Now repentance is a change of heart. It doesn’t make the thorns drop off roses as we pass by, or the cruel around us lose their cruelty. Life in this world still hurts, and we may even follow Jesus into martyrdom. But repentance allows certain things to happen: one is that we come to know, inwardly, that nothing can separate us from the love of God (Romans 8:39), who is making all things work together for good for us (Romans 8:28; this removes all cause for grief). Another is that, with a change of heart we become a new creature, and the new creature no longer hates itself – what a burden falls away then, and what works of love start streaming from us! A third thing is that we unlearn our deep-seated old habit of deciding what to do on the basis of its expected payoff for me, because the new question becomes “Is this what God is asking of me now?” – which immunizes us against the temptation to reason, “Let us do evil, that good may come” (Romans 3:8). This was the reasoning that got us into this present nasty situation.

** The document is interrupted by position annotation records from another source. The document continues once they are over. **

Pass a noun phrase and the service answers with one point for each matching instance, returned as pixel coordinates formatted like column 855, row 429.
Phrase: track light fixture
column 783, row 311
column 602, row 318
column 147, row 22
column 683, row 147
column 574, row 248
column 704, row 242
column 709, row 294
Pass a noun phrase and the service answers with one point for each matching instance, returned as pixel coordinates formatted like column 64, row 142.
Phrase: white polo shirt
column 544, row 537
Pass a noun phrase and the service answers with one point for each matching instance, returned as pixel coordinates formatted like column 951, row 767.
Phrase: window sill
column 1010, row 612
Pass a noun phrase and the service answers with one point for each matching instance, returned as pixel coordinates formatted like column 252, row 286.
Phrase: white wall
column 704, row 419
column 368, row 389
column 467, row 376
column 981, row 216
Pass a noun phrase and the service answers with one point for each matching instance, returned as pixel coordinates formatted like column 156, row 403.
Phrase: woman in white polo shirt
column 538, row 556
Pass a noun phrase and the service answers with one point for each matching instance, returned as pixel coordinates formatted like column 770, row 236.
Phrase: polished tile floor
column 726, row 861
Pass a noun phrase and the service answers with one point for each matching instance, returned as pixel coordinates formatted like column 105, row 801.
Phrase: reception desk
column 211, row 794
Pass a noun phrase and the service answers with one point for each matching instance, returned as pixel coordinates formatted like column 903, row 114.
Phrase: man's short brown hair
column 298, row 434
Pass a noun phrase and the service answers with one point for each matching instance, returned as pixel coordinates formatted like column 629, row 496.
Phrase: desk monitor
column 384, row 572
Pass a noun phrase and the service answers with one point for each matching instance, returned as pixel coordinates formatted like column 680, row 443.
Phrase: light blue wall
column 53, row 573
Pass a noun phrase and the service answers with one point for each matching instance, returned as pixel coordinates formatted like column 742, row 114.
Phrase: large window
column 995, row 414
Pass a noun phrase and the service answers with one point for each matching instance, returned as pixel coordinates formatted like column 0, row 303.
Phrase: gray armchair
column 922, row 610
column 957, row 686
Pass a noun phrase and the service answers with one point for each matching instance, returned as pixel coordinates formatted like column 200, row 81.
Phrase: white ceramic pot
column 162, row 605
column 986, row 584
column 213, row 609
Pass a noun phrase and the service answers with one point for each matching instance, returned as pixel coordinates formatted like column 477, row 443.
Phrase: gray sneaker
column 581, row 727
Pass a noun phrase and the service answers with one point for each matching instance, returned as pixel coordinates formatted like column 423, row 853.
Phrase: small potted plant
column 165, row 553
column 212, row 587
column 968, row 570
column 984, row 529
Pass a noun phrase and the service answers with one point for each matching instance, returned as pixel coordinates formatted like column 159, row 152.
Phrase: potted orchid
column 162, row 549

This brings me to consider our present nasty situation. In addition to our having a world so militarized, so tyrannized, and so polarized between rich and poor, we are also killing life on earth. Our consumption habits, the political and economic choices we make to support them, and the perverted tastes behind them, are all hurtling us forward toward doomsday. At first we thought that the rising titer of carbon dioxide in the atmosphere would simply raise temperatures and shift comfort- and growing-zones toward the earth’s poles. Then we realized that many species would become extinct in the process; island nations and coastal cities would go underwater as the icecaps melted; increased carbon dioxide in the water would turn the seas too sour to allow shelled creatures to form shells, sending famine up the marine food chain. Our horror mounted as we saw that the melting of polar ice and arctic permafrost would not only change ocean salinity patterns, killing the Gulf Stream and other vehicles of life, but would also be releasing megatons of methane into the upper atmosphere, turning up the flame under the cooking planet.
We’ve realized that the way we do things is unsustainable and called for a Plan B, and sensible Plan B’s have been rolled out. But now it’s evident that the rulers of the earth, both the visible ones and the invisible, lack the will, motivation and flexibility to implement any sort of Plan B. Of course we’ll join the march to the United Nations on September 21 to insist on it, but no doubt the heads of state assembled there will only be able to wring their hands and point fingers at one another. Great numbers of voluntary communities of urban and rural homesteaders may go off-grid and grow their own vegetables as the crisis worsens, but I can’t believe that anyone will prove competent to make a general, global Plan B happen. So we’ll need a Plan C.
The only Plan C I can imagine saving life on earth is widespread repentance, a world epidemic of repentance – not merely a change of behaviors, though surely outward changes will accompany inward metamorphosis (the replacement of agribusiness and frankencrops with technologies like permaculture, the Wal-Mart trams-Pacific supply chain with a localized transition economy, global capitalism with its yet-unnamed successor). I look with hope toward the only God, the only Savior, the only Transformer of Hearts, for the only Plan C that can save life on earth.